I'm a social worker by profession. During my undergrad, I worked with a a support group for individuals who had been diagnosed with Bipolar and Depression. *NOTE: I will only use pronouns for this part*  One of the women in the group discussed how she would spend thousands of dollars shopping during her manic episodes. One of her doctors wanted to diagnose her with Compulsive Buying Disorder, which used to be categorized under ICD, but could not determine if it was actually CBD, or something that only occurred during her manic state. However, the same cycle for ICD (initial impulse, increasing urges, committing the act, relief after committing the act, and guilt from the action) was demonstrated in these episodes. This woman was devastated when she transitioned out of her mania and into a depressive state. The guilt she felt when she realized that she had spent thousands of dollars on clothes that quickly really exacerbated her depression. Her daughter and husband were also very concerned. Not only was this financially draining, but the guilt this woman felt during her depressive states almost seemed to bring down the entire family. This was especially hard for the daughter as she was also diagnosed as Bipolar.

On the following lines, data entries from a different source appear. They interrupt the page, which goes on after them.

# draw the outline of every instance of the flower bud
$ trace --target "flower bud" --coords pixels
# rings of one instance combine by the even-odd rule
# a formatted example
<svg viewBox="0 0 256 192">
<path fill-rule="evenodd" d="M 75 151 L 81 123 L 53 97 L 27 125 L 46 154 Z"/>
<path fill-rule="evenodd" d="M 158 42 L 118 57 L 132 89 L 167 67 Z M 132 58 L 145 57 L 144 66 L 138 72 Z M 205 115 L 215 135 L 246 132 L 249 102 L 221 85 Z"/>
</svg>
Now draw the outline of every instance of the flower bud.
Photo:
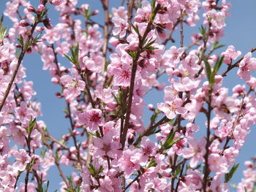
<svg viewBox="0 0 256 192">
<path fill-rule="evenodd" d="M 31 4 L 28 5 L 26 7 L 26 9 L 28 9 L 29 12 L 36 12 L 36 9 L 34 8 L 34 7 Z"/>
<path fill-rule="evenodd" d="M 42 23 L 44 23 L 45 26 L 48 28 L 48 29 L 52 29 L 53 28 L 53 26 L 50 23 L 50 19 L 47 18 L 42 20 Z"/>
<path fill-rule="evenodd" d="M 45 6 L 43 4 L 39 4 L 37 7 L 37 11 L 39 12 L 42 12 L 45 9 Z"/>
<path fill-rule="evenodd" d="M 40 26 L 37 26 L 36 27 L 36 32 L 41 32 L 42 31 L 44 30 L 44 28 L 43 27 L 40 27 Z"/>
<path fill-rule="evenodd" d="M 32 53 L 32 48 L 30 47 L 26 50 L 26 54 L 31 54 Z"/>
<path fill-rule="evenodd" d="M 19 24 L 20 26 L 23 26 L 23 27 L 26 27 L 26 26 L 29 26 L 30 24 L 26 21 L 25 20 L 22 20 L 20 21 L 20 24 Z"/>
<path fill-rule="evenodd" d="M 148 109 L 149 110 L 151 110 L 151 111 L 154 111 L 154 105 L 153 104 L 148 104 Z"/>
<path fill-rule="evenodd" d="M 91 15 L 97 15 L 99 14 L 99 10 L 98 9 L 96 9 L 96 10 L 94 10 L 91 13 Z"/>
<path fill-rule="evenodd" d="M 53 0 L 51 1 L 50 1 L 50 3 L 51 3 L 53 5 L 60 5 L 61 4 L 63 3 L 63 0 Z"/>
</svg>

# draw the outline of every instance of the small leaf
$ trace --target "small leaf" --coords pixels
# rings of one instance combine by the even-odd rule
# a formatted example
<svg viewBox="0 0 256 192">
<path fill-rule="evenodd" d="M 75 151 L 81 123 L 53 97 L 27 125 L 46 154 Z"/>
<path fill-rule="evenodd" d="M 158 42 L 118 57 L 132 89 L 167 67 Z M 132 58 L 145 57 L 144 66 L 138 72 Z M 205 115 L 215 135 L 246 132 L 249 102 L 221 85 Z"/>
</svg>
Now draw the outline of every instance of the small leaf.
<svg viewBox="0 0 256 192">
<path fill-rule="evenodd" d="M 148 165 L 148 168 L 151 166 L 156 166 L 157 165 L 157 164 L 156 163 L 156 161 L 154 160 L 152 160 L 151 161 L 150 161 L 149 164 Z"/>
<path fill-rule="evenodd" d="M 203 62 L 206 64 L 206 75 L 207 75 L 207 78 L 208 80 L 209 81 L 210 84 L 212 84 L 212 80 L 211 79 L 211 65 L 208 62 L 206 58 L 203 58 Z"/>
<path fill-rule="evenodd" d="M 37 123 L 37 119 L 36 118 L 34 118 L 34 120 L 31 119 L 31 120 L 29 122 L 29 132 L 28 133 L 29 134 L 31 134 L 36 123 Z"/>
<path fill-rule="evenodd" d="M 146 50 L 158 50 L 158 47 L 147 47 L 145 48 Z"/>
<path fill-rule="evenodd" d="M 133 25 L 132 23 L 132 27 L 133 28 L 133 30 L 136 32 L 136 34 L 138 34 L 138 37 L 140 37 L 140 31 L 139 31 L 139 28 L 138 27 L 138 26 L 135 26 L 135 25 Z"/>
<path fill-rule="evenodd" d="M 238 168 L 238 164 L 234 164 L 233 166 L 231 168 L 230 172 L 226 173 L 225 174 L 225 183 L 228 183 L 231 179 L 234 173 L 236 172 L 236 169 Z"/>
</svg>

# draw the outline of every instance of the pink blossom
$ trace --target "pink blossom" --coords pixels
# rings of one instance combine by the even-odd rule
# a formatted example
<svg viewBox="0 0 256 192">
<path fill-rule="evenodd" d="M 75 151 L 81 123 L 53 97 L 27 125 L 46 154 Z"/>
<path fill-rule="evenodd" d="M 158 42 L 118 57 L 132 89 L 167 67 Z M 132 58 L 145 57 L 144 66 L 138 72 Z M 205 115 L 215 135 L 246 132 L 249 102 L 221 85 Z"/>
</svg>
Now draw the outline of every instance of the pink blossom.
<svg viewBox="0 0 256 192">
<path fill-rule="evenodd" d="M 31 161 L 31 157 L 23 149 L 20 149 L 18 151 L 15 151 L 13 155 L 16 158 L 16 161 L 13 164 L 13 167 L 17 170 L 23 172 L 25 170 L 28 164 Z"/>
<path fill-rule="evenodd" d="M 110 131 L 104 134 L 102 139 L 94 138 L 94 144 L 96 148 L 94 154 L 95 157 L 108 155 L 110 158 L 116 158 L 121 145 L 119 142 L 113 141 L 112 139 L 114 134 L 113 131 Z"/>
<path fill-rule="evenodd" d="M 91 72 L 98 73 L 102 70 L 102 62 L 96 62 L 87 56 L 83 58 L 83 62 L 86 64 L 86 68 Z"/>
<path fill-rule="evenodd" d="M 251 77 L 250 72 L 256 70 L 256 58 L 252 58 L 252 53 L 249 52 L 244 56 L 239 63 L 238 75 L 244 80 L 249 80 Z"/>
<path fill-rule="evenodd" d="M 17 107 L 16 116 L 21 123 L 27 124 L 31 118 L 33 119 L 36 117 L 36 114 L 24 101 L 22 101 L 20 106 Z"/>
<path fill-rule="evenodd" d="M 9 58 L 9 47 L 6 45 L 0 46 L 0 63 Z"/>
<path fill-rule="evenodd" d="M 211 172 L 227 173 L 228 164 L 227 159 L 217 153 L 212 153 L 208 156 L 208 165 Z"/>
<path fill-rule="evenodd" d="M 30 100 L 32 96 L 36 95 L 36 92 L 33 90 L 33 82 L 26 82 L 24 80 L 23 86 L 20 88 L 20 91 L 23 94 L 23 96 L 28 100 Z"/>
<path fill-rule="evenodd" d="M 72 77 L 64 75 L 61 77 L 61 82 L 66 88 L 64 91 L 64 95 L 67 100 L 80 96 L 86 87 L 86 83 L 78 79 L 78 72 L 75 69 L 72 69 L 71 74 Z"/>
<path fill-rule="evenodd" d="M 233 45 L 230 45 L 228 46 L 225 52 L 223 52 L 222 53 L 222 55 L 225 56 L 223 62 L 227 64 L 230 64 L 232 63 L 232 61 L 236 59 L 238 56 L 241 55 L 241 51 L 236 51 L 235 47 Z"/>
<path fill-rule="evenodd" d="M 87 125 L 90 131 L 95 131 L 99 126 L 104 126 L 102 112 L 98 109 L 92 109 L 78 113 L 78 120 L 80 125 Z"/>
<path fill-rule="evenodd" d="M 127 29 L 128 28 L 128 23 L 124 19 L 118 18 L 113 18 L 112 19 L 115 25 L 115 28 L 113 30 L 114 36 L 119 35 L 120 38 L 123 38 L 126 35 Z"/>
<path fill-rule="evenodd" d="M 194 168 L 197 166 L 199 161 L 203 160 L 203 155 L 206 153 L 206 143 L 204 138 L 201 138 L 197 142 L 193 137 L 187 137 L 189 147 L 181 149 L 181 153 L 185 158 L 191 158 L 189 165 Z"/>
<path fill-rule="evenodd" d="M 140 169 L 140 150 L 130 147 L 124 150 L 122 157 L 118 160 L 120 168 L 124 172 L 126 177 L 129 177 L 134 172 Z"/>
<path fill-rule="evenodd" d="M 169 119 L 173 119 L 176 114 L 184 115 L 186 109 L 182 107 L 183 101 L 181 99 L 167 96 L 165 98 L 165 103 L 157 104 L 159 110 L 162 111 Z"/>
</svg>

As for your main character, do they have a specific ICD diagnosis? If there is, then the type they have could impact others in drastically different ways.

*EDIT* Saw the previous post, so I'll change some things accordingly*

Since your MC is a kleptomaniac, then they could be seen as a juvenile delinquent, a product of bad parenting, a failure of society, or a psychopath in an extreme case (especially if someone is harmed or killed). You may have people, particularly family, who will deny everything and could believe their child was set up, that their friends did it/forced them to do it or that they have been falsely accused. At the same time, you could have parents who feel shame and embarrassment and disown their child. 

There's also the issue of gender. I don't believe you mentioned your MC's gender. Some ICD's are generally seen occur more in males than females. One reaction could be one of shock or disbelief that a woman could commit these actions.

Some of these compulsions, such as gambling, internet and sexual compulsions are not seen as compulsions, but rather as a lack of willpower. From what I have seen, both in the profession as well as the media, these three are seen as a lack of control. An individual with a sexual compulsion may be seen as a pervert, or, if it's a young male, that it is simply a phase and natural in male development (especially if it is paired with internet addiction). Recently, there were articles that stated that the millennial generation is addicted to the internet, which could lead someone who may have a genuine internet addiction being labeled as another one of those "kids today".

Finally, there are those who could take advantage of these people. You could have casinos who try to lure in people who have a gambling addiction, or someone who manipulates young people and uses their kleptomania to steal items for them.


----------



## psychotick (Jun 6, 2014)

Hi,

Kleptomania no, but risky behaviour taking yes. In my day it was usually fast cars (or actually old bombs that we modified and thought were fast!) And among my peer group we had some who were more risk taking than others. You could usually spot them as they would do ever more dangerous things to win a race or jump a bridge than the rest of us.

It is, speaking from my own personal experience, all about the adrenaline. It's a buzz, and after a while it becomes addictive. You want that next fix - like I suppose any junkie. But the thrill slowly wears off. For some people that's a sign for them to turn to other sources of pleasure. For others it means always trying to go further and further to get that buzz. The end result being that some of my peers ended up, injured and dead, some in trouble with the police. But most turned back before that point.

The one thing I can tell you is that you will never feel more alive in your life than when your right at the point of total disaster. The fear and excitement are an incredibly powerful cocktail.

To give an example, for a while I had a modified Zeph with a huge V8 and a truck super on it. It was a wreck of a car. It had no suspension worth a damn, the shocks were stuffed, it couldn't handle, and the breaks were shot. Naturally I loved it. And every time I went racing I faced the same crisis, repeatedly. The car could do a hundred miles an hour plus heading towards a corner, but it couldn't stop or turn. And to make matters worse it used to shudder and damn near kangaroo down the road when you slammed on the anchors. All of which meant that for long - incredibly long - moments, I would be hanging on the anchors, seeing the corner coming up, and thinking each time that I was going to die. Then somehow, probably because I was more chicken than I realised, I'd skate around the corner, and instantly hit the throttle again. 

There was absolutely nothing else that could compare with the thrill.

Cheers, Greg.


----------



## Trick (Jun 6, 2014)

IrelandBeaver said:


> I'm a social worker by profession. During my undergrad, I worked with a a support group for individuals who had been diagnosed with Bipolar and Depression.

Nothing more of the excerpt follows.